We were in that location for four months, and I never once felt properly dry. We lived in tents, which made a change from sangars, the disadvantage being that they were not as effective in keeping out incoming fire. That was something which certainly hadn’t changed, for our old friends the adoo still paid regular visits, shooting up the camp two or three times a week.
The base at Tawi Atair was fairly large and, besides an airfield, even boasted a field hospital and a permanent doctor, since it was not always possible to fly aircraft in or out during the monsoon if anyone needed emergency treatment. Our supplies came in on a purely haphazard basis, and our mail and newspapers were always a few weeks old.
The troop staff sergeant, also called Taff, was second-in-command of our particular group and, as an antidote to our just sitting there and getting shot at – which seemed to be standard procedure in Dhofar – he would lead us on occasional sorties against the enemy. Sometimes we would be accompanied by the troop commander, Tim, and sometimes Taff alone would lead us, for Tim had absolute, and justified, faith in his troop staff sergeant.
Short, stocky and as hard as nails, if Taff said it was Monday then it was Monday, regardless of what day of the week it actually was. He was not someone you would ever want to mess with. He was, however, a genuine original, and he could be extremely funny. On occasion he would put on a strangled, affected, upper-class-officer’s accent and treat us to the most hilarious briefings – even though what he was actually saying was deadly serious.
‘We are going out on patrol,’ he would announce in his strained, funnel-throated voice (it came out as ‘Weah gaying ite on p’troal’). ‘Now remember, there are two types of fire. There is effective fire, and there is ineffective fire.
‘Ineffective fire is when it goes over your head or hits the ground in front of you. That’s when we keep going.
You understand that, chaps? We keep going.
‘Effective fire is when it’s knocking your belt kit off. Then it is right and proper to go to ground. OK? Let’s go, then.’

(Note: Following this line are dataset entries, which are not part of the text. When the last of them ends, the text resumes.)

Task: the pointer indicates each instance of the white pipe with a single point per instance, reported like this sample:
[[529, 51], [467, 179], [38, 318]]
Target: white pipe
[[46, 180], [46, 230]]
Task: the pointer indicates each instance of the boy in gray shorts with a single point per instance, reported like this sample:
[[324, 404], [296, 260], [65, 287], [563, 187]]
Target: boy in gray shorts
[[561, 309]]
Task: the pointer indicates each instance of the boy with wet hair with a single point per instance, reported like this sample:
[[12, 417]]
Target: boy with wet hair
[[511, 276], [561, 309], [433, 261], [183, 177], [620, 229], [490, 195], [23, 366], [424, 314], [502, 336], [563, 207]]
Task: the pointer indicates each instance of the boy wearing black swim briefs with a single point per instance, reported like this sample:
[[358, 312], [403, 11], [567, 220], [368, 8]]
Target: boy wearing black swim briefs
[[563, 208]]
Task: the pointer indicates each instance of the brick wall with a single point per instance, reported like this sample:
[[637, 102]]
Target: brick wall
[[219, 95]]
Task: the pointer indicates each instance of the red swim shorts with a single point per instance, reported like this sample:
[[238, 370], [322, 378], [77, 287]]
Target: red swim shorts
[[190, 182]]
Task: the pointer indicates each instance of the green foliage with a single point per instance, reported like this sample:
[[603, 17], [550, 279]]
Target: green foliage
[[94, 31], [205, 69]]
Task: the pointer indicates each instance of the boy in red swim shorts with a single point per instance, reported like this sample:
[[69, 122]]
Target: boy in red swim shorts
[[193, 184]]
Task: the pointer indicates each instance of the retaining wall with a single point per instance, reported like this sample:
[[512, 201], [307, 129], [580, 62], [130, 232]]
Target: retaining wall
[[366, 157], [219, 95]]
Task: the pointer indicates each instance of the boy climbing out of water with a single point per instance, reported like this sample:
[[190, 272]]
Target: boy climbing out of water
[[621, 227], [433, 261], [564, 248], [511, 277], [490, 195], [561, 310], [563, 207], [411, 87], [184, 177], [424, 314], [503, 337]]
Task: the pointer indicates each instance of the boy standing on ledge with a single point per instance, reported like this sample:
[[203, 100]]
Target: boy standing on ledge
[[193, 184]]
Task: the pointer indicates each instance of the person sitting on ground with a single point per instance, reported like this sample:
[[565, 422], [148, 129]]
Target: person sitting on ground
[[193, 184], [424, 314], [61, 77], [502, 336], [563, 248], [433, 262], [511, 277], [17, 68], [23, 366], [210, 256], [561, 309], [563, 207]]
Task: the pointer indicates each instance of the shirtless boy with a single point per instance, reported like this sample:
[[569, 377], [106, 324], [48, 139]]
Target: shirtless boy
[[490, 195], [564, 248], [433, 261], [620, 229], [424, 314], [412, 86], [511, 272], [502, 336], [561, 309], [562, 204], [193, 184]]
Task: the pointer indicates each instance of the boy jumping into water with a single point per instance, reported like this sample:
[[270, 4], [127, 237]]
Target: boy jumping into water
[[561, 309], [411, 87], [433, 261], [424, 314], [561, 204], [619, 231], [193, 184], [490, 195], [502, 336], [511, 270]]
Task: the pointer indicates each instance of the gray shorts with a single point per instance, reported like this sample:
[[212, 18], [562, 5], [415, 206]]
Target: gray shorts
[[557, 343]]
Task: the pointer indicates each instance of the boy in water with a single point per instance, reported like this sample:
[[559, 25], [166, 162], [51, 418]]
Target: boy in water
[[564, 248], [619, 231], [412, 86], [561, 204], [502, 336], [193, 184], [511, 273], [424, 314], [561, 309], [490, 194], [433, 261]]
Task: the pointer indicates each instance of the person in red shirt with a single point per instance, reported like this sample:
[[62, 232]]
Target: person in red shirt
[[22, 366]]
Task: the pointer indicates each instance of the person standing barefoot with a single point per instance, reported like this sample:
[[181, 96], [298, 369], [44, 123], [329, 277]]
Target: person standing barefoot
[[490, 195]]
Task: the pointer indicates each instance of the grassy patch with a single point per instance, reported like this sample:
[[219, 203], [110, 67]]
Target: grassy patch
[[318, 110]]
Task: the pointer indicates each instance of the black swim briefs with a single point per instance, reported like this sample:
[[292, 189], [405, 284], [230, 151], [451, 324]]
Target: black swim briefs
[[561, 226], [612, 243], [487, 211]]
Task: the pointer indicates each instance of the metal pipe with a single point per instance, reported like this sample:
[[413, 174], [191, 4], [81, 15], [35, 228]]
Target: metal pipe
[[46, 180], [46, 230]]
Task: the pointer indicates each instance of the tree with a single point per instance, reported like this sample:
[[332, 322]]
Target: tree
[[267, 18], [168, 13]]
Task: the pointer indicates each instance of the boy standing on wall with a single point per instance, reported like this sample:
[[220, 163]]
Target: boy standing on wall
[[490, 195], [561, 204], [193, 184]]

Our first sortie with Taff came a few days after we had settled in, and on this occasion Tim also came along. Our task was to recce some baits about six or seven kilometres west of our location, which intelligence reports stated were being used by the adoo as places from which to replenish their food and water. Our party consisted of half a dozen of us from the Regiment, one firqat unit and a company of geysh. Because of low cloud and constant drizzle we would have to move to within 300 metres of the suspected enemy’s location if we were to be able to make out anything at all.
That seemed fine in theory, until, having arrived at the enemy position, we were spotted by the adoo, who opened fire. It was only then, as we moved to take cover, that we discovered that our company of geysh had stayed put while we leapfrogged forward – right past the enemy position – and that as a result we had the rebels bottled up between us. We at once began to return their fire, whereupon the adoo took cover in a bait and behind rocks, not yet realizing they were trapped. It was at this point that Taff was seized by an idea.
‘Listen in, lads,’ he said. ‘Billy, you have the machine-gun. Put down covering fire and keep their tiny heads down while Tommy Palmer and I go right flanking.’ Tim seemed happy with the plans, and I set up the GPMG and began to fire short bursts at the adoo position to make sure they didn’t try to break out. Taff, meanwhile, summoned over our Arabic interpreter.
‘Tell the firqat that we are going right flanking,’ he said. ‘Down there to the right. Now.’ The interpreter repeated in Arabic what he had said, whereupon the firqat, almost to a man, replied with some vehemence, ‘Mushtaman, mushtaman,’ which means ‘bad,’ but clearly also meant, ‘no way’.